History has been useful to me at a high level, inspecting grains of sand at the beach, not so much. I can imagine it might be useful to some like linux kernel devs, but nowhere I've ever worked over a long career.

zemo · on May 10, 2019

it's not "inspecting grains of sand". If you have any number of developers worth talking about, merge-oriented workflows can create incredibly unwieldly git histories very quickly. I'm talking about, at a very high level, just understanding the history of the project. If you have five feature branches going on, and your developers are all committing on a regular basis, understanding the history and cadence of your project work based on the git history is incredibly difficult when the events of the separate feature branches are all intermingled.

Your comparison is not apt in many ways. For one thing, open-source governance is extremely different than managing private codebases maintained by a single company. Nobody in open-source governance is reading git histories to figure out whether employees are struggling, who is performing, who is not performing, who is overworking, where the project is, whether or not people are duplicating their efforts, how to report progress to clients, etc. And besides, the Linux kernel uses an email-based, merge-oriented workflow anyway. Kernel patches are submitted via email. That's not at all representative of any company that I have ever worked for or any company that I know of. The Linux kernel history also has a network graph that is literally unviewable on Github because it's so complex. Again, not representative of 95% of the work for 95% of users on 95% of projects.

mixmastamyk · on May 10, 2019

It's easy enough to select commits from one user, or squash whole branches. Our devs are judged on completed features they deliver at acceptable quality, not their commit history.

I'm not saying you shouldn't care, just that I don't believe this strategy will become mainstream unless it gets much easier to understand and use.

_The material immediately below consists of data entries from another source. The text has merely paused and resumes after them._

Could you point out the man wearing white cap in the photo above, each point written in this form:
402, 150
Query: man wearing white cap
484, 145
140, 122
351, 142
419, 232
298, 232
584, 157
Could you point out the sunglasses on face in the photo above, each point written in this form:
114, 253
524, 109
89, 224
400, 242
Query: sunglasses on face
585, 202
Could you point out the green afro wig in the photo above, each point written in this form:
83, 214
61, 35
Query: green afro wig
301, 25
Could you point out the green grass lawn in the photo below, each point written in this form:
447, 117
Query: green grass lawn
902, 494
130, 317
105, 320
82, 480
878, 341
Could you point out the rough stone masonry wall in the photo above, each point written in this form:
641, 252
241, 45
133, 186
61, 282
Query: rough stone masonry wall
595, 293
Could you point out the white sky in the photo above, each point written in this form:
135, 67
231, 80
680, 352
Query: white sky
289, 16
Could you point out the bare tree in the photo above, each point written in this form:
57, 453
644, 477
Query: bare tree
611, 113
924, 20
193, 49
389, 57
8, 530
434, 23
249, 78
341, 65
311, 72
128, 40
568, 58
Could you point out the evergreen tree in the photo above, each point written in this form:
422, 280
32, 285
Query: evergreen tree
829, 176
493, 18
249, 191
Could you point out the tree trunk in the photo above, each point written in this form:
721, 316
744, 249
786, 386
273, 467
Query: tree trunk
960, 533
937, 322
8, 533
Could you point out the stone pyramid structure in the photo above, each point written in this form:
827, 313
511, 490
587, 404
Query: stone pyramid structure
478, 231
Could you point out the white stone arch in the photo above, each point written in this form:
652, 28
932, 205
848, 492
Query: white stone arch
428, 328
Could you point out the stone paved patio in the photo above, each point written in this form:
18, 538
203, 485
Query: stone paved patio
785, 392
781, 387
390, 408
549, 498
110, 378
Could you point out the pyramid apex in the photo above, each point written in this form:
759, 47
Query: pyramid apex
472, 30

ddevault · on May 10, 2019

I've heard this before, and it seems reasonable on the surface. The argument I make against this viewpoint is: "git rebase gives us powerful tools that allow us to curate a good commit history in the same way we use refactoring to uphold good software design practices."

gshulegaard · on May 10, 2019

My biggest issue with that argument though is what constitutes "good" is subjective. For me a good commit history is one that faithfully chronicles what happened.

With this in mind, acceptable curation of the history for me is squashing or separating commits and neither of these require rebase. But I wouldn't object if a colleague chose to use rebase to accomplish this.

I would, however, object to reordering commits or rebasing since this alters the chronicle.

Which I guess leaves me with my opinion on rebase:

You can, but you don't need to. If you are going to, be sure you understand what you are doing and don't alter the chronicle.

fulafel · on May 10, 2019

PRs are a good unit of changes for examining meaningful units of changes. No reason to lose info about how the sausage was actually made, it is also a valuable record

mixmastamyk · on May 10, 2019

Most shops don't follow good software design practices, so how likely is it to get a practice one-step-removed from that, with a difficult UI to boot, adopted?

ddevault · on May 10, 2019

So you're saying we shouldn't argue for the adoption of good software design practices? There are a lot of software teams that do care, you know.

mixmastamyk · on May 10, 2019

But this isn't that. It's one step removed. Maybe if the UI gets better. Even then an uphill battle.